A nation's taste depends on you,
Perhaps a nation's virtue too;

to which the mimic Garrick was to reply by clapping his arms, like the wings of a cock, and crowing—

Cock-a-doodle-doo!

It was with difficulty that Foote could be deterred from carrying his scheme into effect.

But, indeed, he spared no one. He had been separated practically, though not legally, from his wife, whom to his friends and acquaintances he spoke of as "the Washerwoman." She was a quiet, inoffensive, worthy woman; and his friends induced him after a while to allow her to return to his house. As it chanced, her conveyance was upset on the way, and she was thrown out and much cut and bruised in her face and person. Instead of sympathizing with her, he turned the matter into joke with his boon companions, and said, "If you want to see a map of the world, go and look at my wife's face. There is the Black Sea in her eye, the Red Sea in her gashes, and the Yellow Sea in all her bruises."

Dining once with Earl Kelly at his house at North End in the early part of the spring, his lordship, who was a bon vivant and had a very red face, apologized during dinner that he was unable to give the party cucumbers that day, as none were ripe. "Your own fault, my lord," said Foote. "Why didn't you thrust your nose into the hot-house?"

On another occasion, Foote calling on the elder Colman, the dramatist, heard him complain of want of sleep. "Read one of your own plays," said Foote.

Dining one day with Lord Stormont, he noticed the diminutive size of the decanters and glasses. His lordship boasted of the age of his wine. "Dear me," said Foote. "It is very little, considering its age."

A young parson was on his honeymoon. "I'll give you a text for your next sermon," said Foote: "Grant us thy peace so long as the moon endureth."
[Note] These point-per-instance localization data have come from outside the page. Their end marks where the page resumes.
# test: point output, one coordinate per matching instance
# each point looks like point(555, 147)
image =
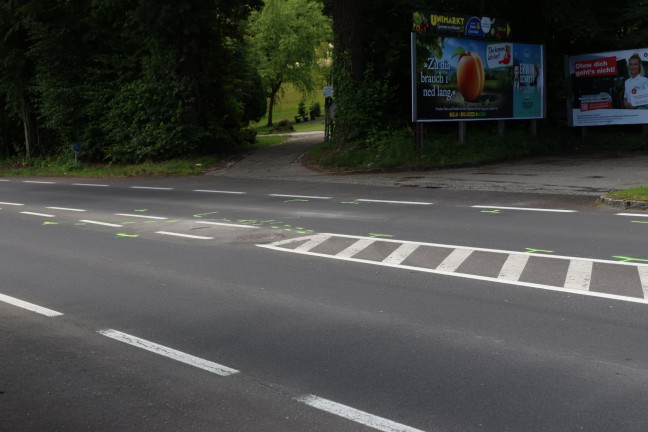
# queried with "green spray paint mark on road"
point(630, 259)
point(533, 250)
point(200, 215)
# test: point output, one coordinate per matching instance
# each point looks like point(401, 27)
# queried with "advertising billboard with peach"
point(608, 88)
point(468, 79)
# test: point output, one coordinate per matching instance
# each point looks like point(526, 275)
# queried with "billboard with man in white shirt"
point(609, 88)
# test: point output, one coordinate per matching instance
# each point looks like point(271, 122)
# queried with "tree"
point(284, 36)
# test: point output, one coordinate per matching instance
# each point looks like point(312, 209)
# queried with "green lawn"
point(287, 109)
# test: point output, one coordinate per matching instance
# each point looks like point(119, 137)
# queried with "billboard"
point(460, 25)
point(608, 88)
point(469, 79)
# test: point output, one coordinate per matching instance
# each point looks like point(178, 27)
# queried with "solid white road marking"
point(38, 214)
point(513, 267)
point(643, 276)
point(312, 242)
point(101, 223)
point(150, 188)
point(395, 202)
point(357, 416)
point(579, 275)
point(223, 192)
point(298, 196)
point(632, 214)
point(401, 254)
point(226, 224)
point(454, 260)
point(141, 216)
point(183, 235)
point(207, 365)
point(356, 247)
point(29, 306)
point(527, 209)
point(65, 209)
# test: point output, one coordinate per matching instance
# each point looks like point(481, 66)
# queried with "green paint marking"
point(200, 215)
point(379, 235)
point(532, 250)
point(629, 259)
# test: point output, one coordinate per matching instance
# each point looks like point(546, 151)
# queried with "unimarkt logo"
point(442, 19)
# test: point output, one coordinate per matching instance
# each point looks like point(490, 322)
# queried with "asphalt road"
point(239, 305)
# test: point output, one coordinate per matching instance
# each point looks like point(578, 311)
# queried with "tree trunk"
point(30, 127)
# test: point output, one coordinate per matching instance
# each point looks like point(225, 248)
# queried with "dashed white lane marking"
point(226, 224)
point(395, 202)
point(171, 353)
point(101, 223)
point(357, 416)
point(141, 216)
point(579, 275)
point(184, 235)
point(513, 267)
point(37, 214)
point(29, 306)
point(401, 254)
point(298, 196)
point(355, 248)
point(223, 192)
point(454, 260)
point(150, 188)
point(643, 276)
point(526, 209)
point(65, 209)
point(632, 214)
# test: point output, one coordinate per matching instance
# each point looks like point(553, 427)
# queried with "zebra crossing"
point(601, 278)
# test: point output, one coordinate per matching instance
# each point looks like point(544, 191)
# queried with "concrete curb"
point(625, 204)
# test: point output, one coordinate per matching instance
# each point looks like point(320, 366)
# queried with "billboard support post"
point(463, 131)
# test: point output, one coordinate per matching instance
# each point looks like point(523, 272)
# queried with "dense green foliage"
point(131, 80)
point(284, 36)
point(372, 54)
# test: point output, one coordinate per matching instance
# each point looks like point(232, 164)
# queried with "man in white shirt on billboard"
point(636, 87)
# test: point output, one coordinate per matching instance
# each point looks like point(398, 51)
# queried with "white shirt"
point(638, 82)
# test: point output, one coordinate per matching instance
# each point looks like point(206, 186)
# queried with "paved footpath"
point(588, 174)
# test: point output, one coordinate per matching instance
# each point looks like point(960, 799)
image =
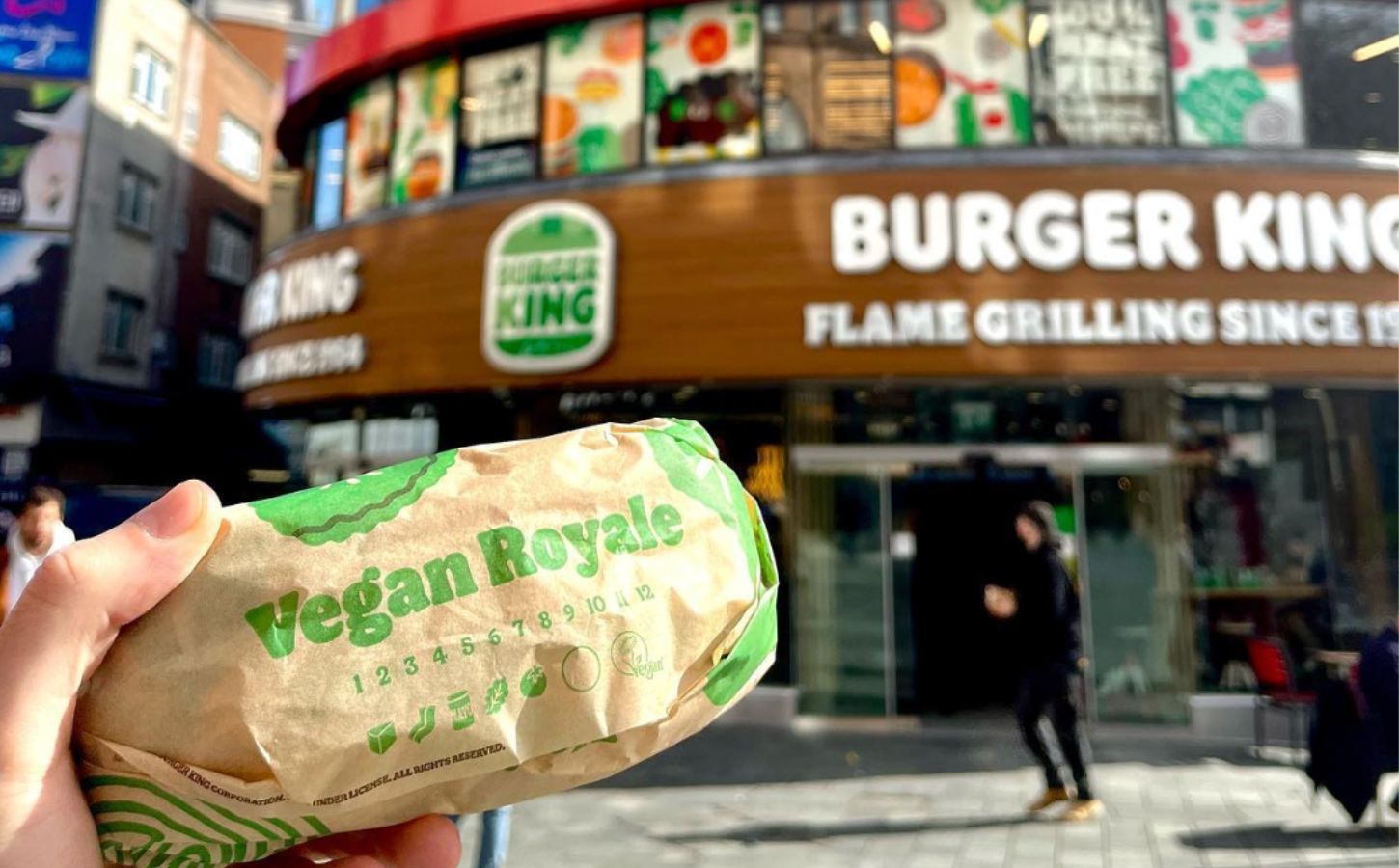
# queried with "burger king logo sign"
point(549, 289)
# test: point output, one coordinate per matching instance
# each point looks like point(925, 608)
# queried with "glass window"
point(826, 77)
point(961, 74)
point(151, 80)
point(230, 251)
point(592, 96)
point(1236, 77)
point(239, 147)
point(121, 323)
point(702, 83)
point(136, 200)
point(425, 140)
point(367, 149)
point(1098, 73)
point(500, 121)
point(217, 360)
point(1352, 87)
point(329, 175)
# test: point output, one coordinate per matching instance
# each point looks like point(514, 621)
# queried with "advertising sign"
point(702, 83)
point(367, 149)
point(549, 289)
point(425, 143)
point(500, 121)
point(41, 152)
point(592, 96)
point(50, 38)
point(34, 268)
point(329, 174)
point(1100, 73)
point(1236, 78)
point(960, 71)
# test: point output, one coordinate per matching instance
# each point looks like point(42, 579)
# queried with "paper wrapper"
point(448, 635)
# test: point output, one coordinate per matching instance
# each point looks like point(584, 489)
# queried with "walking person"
point(38, 532)
point(1044, 610)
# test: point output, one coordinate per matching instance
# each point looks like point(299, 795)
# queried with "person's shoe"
point(1051, 797)
point(1084, 809)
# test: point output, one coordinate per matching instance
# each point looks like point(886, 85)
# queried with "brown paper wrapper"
point(448, 635)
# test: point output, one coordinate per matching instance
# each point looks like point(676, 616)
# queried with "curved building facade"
point(913, 263)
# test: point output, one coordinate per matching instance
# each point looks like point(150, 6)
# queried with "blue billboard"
point(50, 38)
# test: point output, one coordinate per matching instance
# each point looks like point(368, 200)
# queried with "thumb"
point(69, 615)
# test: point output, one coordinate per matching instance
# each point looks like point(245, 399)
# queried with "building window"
point(230, 251)
point(826, 77)
point(217, 360)
point(151, 80)
point(239, 147)
point(121, 323)
point(136, 200)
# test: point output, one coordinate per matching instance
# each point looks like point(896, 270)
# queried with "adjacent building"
point(142, 158)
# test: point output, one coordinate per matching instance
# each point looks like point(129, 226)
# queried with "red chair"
point(1277, 690)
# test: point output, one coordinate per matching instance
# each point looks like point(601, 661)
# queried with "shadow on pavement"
point(813, 832)
point(737, 755)
point(1272, 836)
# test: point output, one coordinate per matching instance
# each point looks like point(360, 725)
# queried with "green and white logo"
point(549, 289)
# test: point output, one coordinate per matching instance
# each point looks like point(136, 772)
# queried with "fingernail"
point(174, 513)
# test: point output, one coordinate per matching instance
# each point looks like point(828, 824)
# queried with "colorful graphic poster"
point(328, 195)
point(425, 140)
point(1098, 73)
point(826, 77)
point(50, 38)
point(702, 83)
point(961, 74)
point(592, 96)
point(42, 126)
point(367, 147)
point(1236, 78)
point(500, 118)
point(34, 270)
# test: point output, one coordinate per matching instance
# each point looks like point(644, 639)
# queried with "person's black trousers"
point(1051, 692)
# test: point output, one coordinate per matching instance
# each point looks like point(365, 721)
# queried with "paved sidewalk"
point(739, 796)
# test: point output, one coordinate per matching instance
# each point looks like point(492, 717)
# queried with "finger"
point(295, 860)
point(428, 842)
point(69, 615)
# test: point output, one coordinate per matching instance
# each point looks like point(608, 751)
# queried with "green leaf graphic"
point(534, 682)
point(496, 695)
point(426, 721)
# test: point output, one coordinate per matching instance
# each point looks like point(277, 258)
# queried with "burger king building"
point(913, 264)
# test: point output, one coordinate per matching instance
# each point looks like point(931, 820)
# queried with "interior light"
point(880, 35)
point(1038, 27)
point(1374, 49)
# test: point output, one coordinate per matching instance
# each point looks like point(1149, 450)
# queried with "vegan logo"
point(549, 289)
point(631, 657)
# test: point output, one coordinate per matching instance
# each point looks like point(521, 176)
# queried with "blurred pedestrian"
point(1044, 609)
point(38, 532)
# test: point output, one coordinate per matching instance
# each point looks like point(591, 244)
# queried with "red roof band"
point(404, 31)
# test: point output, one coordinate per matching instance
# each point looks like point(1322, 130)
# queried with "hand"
point(56, 637)
point(1001, 601)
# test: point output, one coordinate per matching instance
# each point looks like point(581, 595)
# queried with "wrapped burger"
point(448, 635)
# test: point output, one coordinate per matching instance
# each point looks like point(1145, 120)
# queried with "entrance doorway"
point(953, 532)
point(895, 544)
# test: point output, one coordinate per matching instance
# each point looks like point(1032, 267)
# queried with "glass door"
point(842, 607)
point(1137, 611)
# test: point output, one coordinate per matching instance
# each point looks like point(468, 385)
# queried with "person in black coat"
point(1044, 609)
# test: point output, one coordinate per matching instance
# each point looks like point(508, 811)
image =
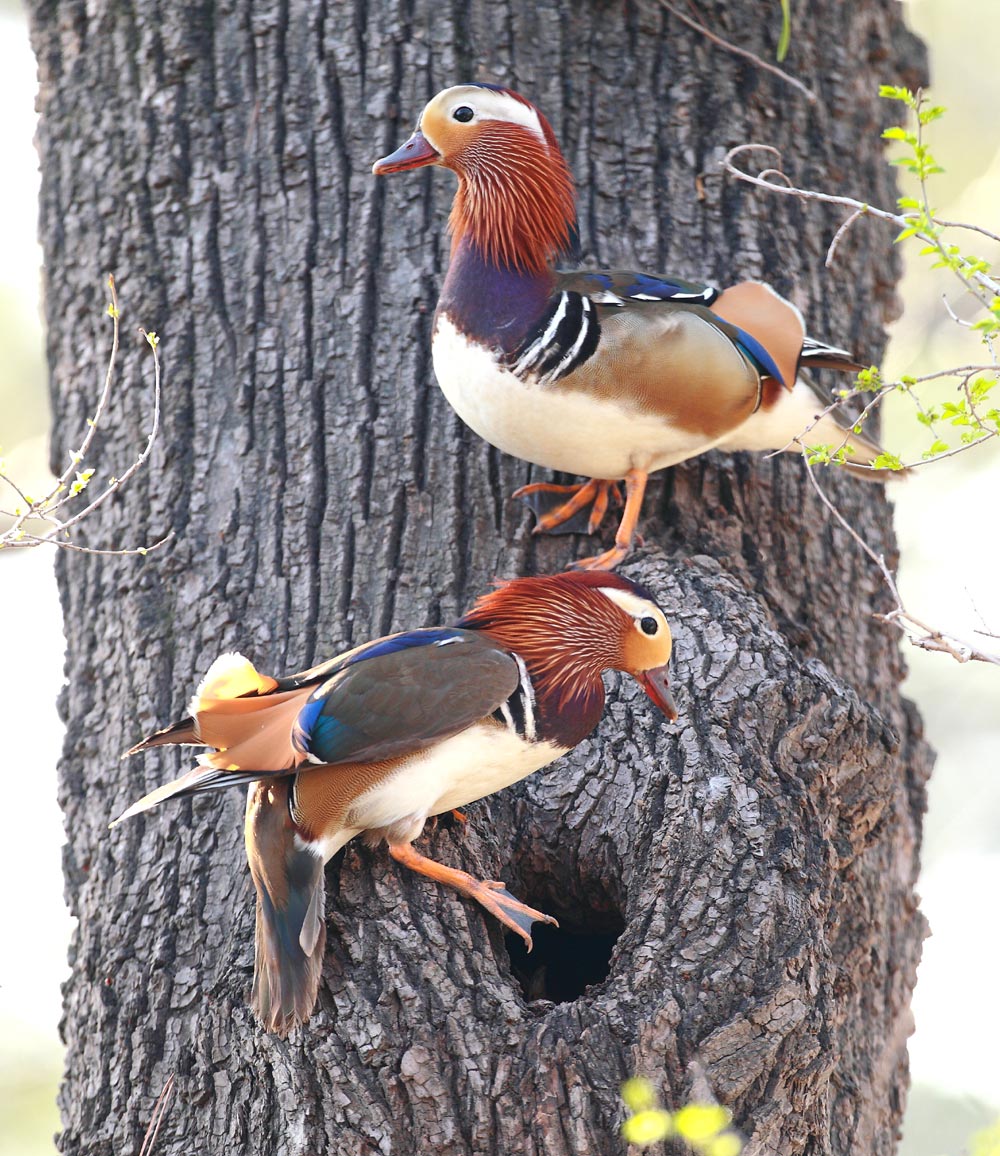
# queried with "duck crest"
point(515, 201)
point(565, 637)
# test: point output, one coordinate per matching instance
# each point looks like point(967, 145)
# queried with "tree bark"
point(756, 860)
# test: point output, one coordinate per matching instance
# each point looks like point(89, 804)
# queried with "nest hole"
point(564, 961)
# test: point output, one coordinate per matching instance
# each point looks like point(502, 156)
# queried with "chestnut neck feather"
point(567, 637)
point(515, 201)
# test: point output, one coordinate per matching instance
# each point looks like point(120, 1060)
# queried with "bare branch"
point(157, 1117)
point(66, 488)
point(901, 220)
point(919, 634)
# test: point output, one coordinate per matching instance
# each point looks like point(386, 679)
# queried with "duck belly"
point(480, 761)
point(577, 431)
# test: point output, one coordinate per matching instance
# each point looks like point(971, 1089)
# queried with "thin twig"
point(65, 489)
point(157, 1117)
point(838, 236)
point(919, 634)
point(901, 220)
point(810, 96)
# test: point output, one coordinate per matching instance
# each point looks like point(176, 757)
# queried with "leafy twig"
point(810, 96)
point(919, 634)
point(68, 487)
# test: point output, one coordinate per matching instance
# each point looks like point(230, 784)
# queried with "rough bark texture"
point(757, 858)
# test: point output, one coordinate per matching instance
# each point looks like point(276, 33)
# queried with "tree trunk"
point(748, 871)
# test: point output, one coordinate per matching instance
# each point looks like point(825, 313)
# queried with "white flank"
point(773, 429)
point(553, 425)
point(467, 767)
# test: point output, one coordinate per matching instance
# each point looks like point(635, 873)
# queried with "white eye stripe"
point(489, 105)
point(632, 605)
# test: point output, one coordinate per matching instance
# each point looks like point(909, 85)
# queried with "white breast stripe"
point(527, 699)
point(582, 336)
point(540, 345)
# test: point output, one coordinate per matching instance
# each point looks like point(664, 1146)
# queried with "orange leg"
point(635, 489)
point(598, 493)
point(494, 896)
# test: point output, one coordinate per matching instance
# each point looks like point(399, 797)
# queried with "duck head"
point(572, 627)
point(515, 200)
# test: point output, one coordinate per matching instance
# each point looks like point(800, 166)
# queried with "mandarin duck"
point(376, 741)
point(612, 375)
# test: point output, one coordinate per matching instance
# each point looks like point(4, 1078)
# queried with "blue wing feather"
point(758, 355)
point(328, 738)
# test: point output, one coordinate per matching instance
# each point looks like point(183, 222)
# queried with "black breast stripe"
point(518, 712)
point(565, 336)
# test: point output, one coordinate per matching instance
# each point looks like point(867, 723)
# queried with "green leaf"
point(893, 93)
point(936, 447)
point(785, 38)
point(887, 461)
point(700, 1123)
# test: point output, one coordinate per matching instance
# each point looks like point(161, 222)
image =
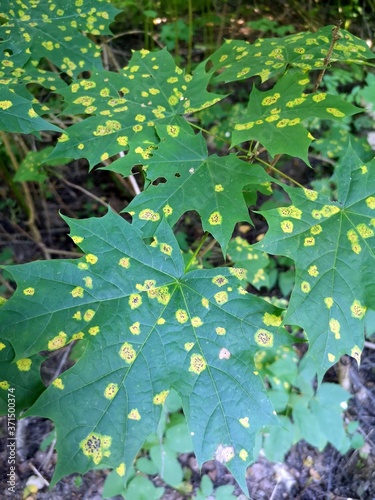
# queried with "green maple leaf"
point(126, 107)
point(147, 328)
point(275, 118)
point(332, 244)
point(237, 59)
point(20, 378)
point(37, 29)
point(211, 185)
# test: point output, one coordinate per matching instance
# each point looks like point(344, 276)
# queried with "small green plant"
point(148, 323)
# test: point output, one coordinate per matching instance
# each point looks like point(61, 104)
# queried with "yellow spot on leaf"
point(121, 469)
point(160, 398)
point(58, 383)
point(271, 319)
point(24, 364)
point(219, 280)
point(309, 241)
point(215, 219)
point(356, 354)
point(91, 259)
point(94, 330)
point(127, 353)
point(305, 287)
point(244, 422)
point(287, 226)
point(263, 338)
point(96, 446)
point(58, 341)
point(334, 326)
point(197, 364)
point(291, 211)
point(134, 414)
point(181, 316)
point(135, 300)
point(77, 292)
point(313, 271)
point(358, 311)
point(224, 353)
point(221, 298)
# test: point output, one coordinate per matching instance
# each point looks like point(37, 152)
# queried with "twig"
point(335, 37)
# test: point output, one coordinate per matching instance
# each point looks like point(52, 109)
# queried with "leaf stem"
point(203, 239)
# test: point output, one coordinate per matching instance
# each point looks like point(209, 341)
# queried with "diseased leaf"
point(20, 378)
point(332, 244)
point(211, 185)
point(275, 117)
point(125, 108)
point(237, 59)
point(38, 29)
point(149, 328)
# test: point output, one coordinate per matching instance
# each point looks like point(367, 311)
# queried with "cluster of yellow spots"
point(358, 310)
point(94, 330)
point(305, 287)
point(135, 328)
point(224, 353)
point(239, 272)
point(290, 211)
point(221, 298)
point(326, 211)
point(148, 214)
point(263, 338)
point(96, 446)
point(272, 319)
point(134, 414)
point(309, 241)
point(121, 469)
point(58, 383)
point(244, 422)
point(197, 364)
point(24, 364)
point(127, 353)
point(165, 248)
point(181, 316)
point(334, 326)
point(328, 302)
point(335, 112)
point(268, 101)
point(159, 399)
point(57, 341)
point(124, 262)
point(219, 280)
point(77, 292)
point(215, 219)
point(287, 226)
point(135, 300)
point(313, 271)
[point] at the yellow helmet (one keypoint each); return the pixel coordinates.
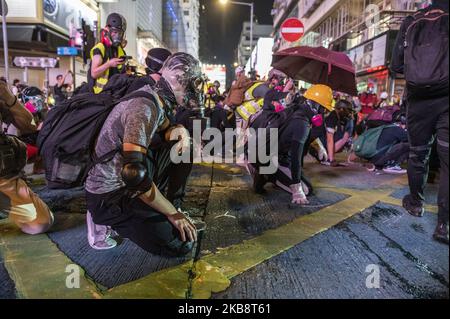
(321, 94)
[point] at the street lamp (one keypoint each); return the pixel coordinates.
(252, 9)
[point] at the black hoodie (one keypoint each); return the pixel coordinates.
(397, 61)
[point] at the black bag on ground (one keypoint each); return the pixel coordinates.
(67, 139)
(426, 53)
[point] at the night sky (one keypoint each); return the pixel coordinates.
(220, 28)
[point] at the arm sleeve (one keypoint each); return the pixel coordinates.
(397, 60)
(140, 122)
(296, 151)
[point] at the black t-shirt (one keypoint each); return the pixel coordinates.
(141, 82)
(110, 52)
(59, 94)
(392, 135)
(333, 123)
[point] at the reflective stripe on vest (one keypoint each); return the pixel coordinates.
(101, 82)
(251, 105)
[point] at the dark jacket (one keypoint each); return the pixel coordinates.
(397, 61)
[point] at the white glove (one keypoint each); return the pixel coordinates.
(182, 135)
(320, 149)
(298, 196)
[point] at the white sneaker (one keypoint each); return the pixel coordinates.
(394, 170)
(99, 235)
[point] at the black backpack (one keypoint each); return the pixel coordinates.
(67, 139)
(426, 53)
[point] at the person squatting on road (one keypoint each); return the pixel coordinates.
(294, 127)
(123, 193)
(17, 200)
(421, 54)
(108, 56)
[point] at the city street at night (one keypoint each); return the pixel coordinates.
(221, 155)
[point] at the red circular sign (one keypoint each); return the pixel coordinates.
(292, 29)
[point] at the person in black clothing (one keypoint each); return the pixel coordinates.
(58, 89)
(339, 126)
(294, 125)
(427, 119)
(154, 61)
(393, 145)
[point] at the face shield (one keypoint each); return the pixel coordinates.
(117, 36)
(34, 104)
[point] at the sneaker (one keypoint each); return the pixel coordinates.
(99, 236)
(414, 209)
(199, 224)
(441, 233)
(396, 169)
(258, 182)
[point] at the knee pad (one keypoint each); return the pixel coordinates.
(420, 155)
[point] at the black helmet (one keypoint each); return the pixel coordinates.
(183, 74)
(156, 58)
(31, 92)
(116, 21)
(35, 96)
(344, 104)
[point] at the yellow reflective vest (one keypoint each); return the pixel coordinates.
(103, 79)
(251, 105)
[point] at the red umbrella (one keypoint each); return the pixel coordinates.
(318, 66)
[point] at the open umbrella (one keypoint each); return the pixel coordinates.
(318, 66)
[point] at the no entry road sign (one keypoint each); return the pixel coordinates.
(292, 29)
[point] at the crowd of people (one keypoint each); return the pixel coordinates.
(116, 133)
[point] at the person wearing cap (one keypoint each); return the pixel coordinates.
(339, 126)
(17, 201)
(108, 56)
(294, 127)
(392, 146)
(154, 61)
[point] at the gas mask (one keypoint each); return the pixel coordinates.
(34, 104)
(113, 37)
(182, 73)
(315, 113)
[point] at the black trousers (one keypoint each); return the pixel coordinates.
(133, 219)
(427, 121)
(399, 153)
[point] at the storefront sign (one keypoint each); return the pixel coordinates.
(292, 30)
(215, 72)
(370, 55)
(34, 62)
(22, 9)
(71, 51)
(63, 14)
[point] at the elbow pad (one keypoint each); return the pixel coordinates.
(135, 173)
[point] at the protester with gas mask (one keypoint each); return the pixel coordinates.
(339, 126)
(108, 56)
(294, 126)
(154, 61)
(121, 193)
(17, 201)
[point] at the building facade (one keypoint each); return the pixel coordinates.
(181, 25)
(365, 29)
(35, 28)
(144, 26)
(244, 49)
(191, 20)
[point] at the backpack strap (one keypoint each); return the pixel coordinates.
(137, 94)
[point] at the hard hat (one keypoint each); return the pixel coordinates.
(321, 94)
(116, 21)
(239, 69)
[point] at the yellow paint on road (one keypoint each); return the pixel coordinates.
(38, 267)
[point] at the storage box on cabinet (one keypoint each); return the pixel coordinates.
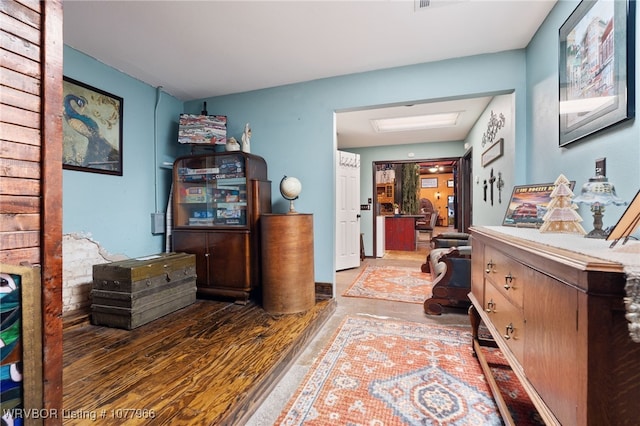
(572, 351)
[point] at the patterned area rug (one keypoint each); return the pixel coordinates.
(401, 284)
(384, 372)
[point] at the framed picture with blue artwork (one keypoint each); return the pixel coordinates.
(91, 129)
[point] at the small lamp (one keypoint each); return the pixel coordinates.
(598, 193)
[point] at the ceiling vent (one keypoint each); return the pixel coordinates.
(430, 4)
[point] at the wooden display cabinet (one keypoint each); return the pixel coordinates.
(217, 200)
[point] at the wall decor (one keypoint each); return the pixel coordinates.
(496, 122)
(429, 182)
(92, 129)
(628, 222)
(492, 153)
(596, 68)
(528, 204)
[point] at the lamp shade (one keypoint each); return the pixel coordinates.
(599, 191)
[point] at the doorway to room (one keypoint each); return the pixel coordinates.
(438, 193)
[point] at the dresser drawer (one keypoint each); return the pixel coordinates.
(507, 319)
(505, 274)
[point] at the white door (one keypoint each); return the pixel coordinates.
(347, 210)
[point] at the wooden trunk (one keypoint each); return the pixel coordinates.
(133, 292)
(288, 284)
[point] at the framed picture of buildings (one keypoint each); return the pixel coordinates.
(596, 68)
(91, 129)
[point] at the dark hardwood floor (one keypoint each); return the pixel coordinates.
(211, 363)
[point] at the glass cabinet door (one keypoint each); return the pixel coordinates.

Some one asked Dr. Johnson whether he did not think that Foote had a singular talent for exhibiting character. "No, sir," replied the doctor. "It is not a talent, it is a vice. It is what others abstain from. His imitations are not like. He gives you something different from himself, without going into other people. He is like a painter who can draw the portrait of a man who has a wen on his face. He can give you the wen, but not the man."